Based on a poem by Frederica Bernkastel, from Higurashi no Naku Koro Ni (or maybe a collectible post card for Umineko, I can't remember).


I was the most unfortunate.
I knew that there was no exit out of this maze.

Souls were not meant to be sealed away in the Millennium Items, nor in anything else. They were invariably corrupted by the bloodshed and hate these items were forged in, retaining their prior personality as only a cover of what they had become.

The bodies that became hosts for these souls were not free from influence. The souls originally residing in them were not harmed, but the body could not be allowed to continue its unnatural existence, and the soul cannot exist in whole without the body.

I knew Yami Bakura would be the cause of my death.

I knew there was nothing I could do.

Then, he was the next unfortunate.
He did not know that there was no exit out of this maze.

Marik's other soul was not created by sealing a soul in a Millennium Item, however, it was born of the hate created by an Item, and controlled that Item as its own.
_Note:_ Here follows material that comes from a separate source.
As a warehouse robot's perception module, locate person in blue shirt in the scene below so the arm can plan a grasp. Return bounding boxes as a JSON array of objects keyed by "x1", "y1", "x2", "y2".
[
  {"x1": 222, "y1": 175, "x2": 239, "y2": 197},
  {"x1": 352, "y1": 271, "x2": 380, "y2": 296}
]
It was corrupted.

Marik believed that if he could only destroy Yami Marik, he would be free from the harm he could instinctively feel as his destiny.

He was wrong.

A Yami is that which can never be destroyed.

But all the rest weren't so unfortunate.
They didn't know that they were in the maze in the first place.

Yugi was innocent. He believed in the goodness of others and the world. He believed in the goodness of Yami Yugi.

A Yami does not have goodness. They are made of the dark and the evil.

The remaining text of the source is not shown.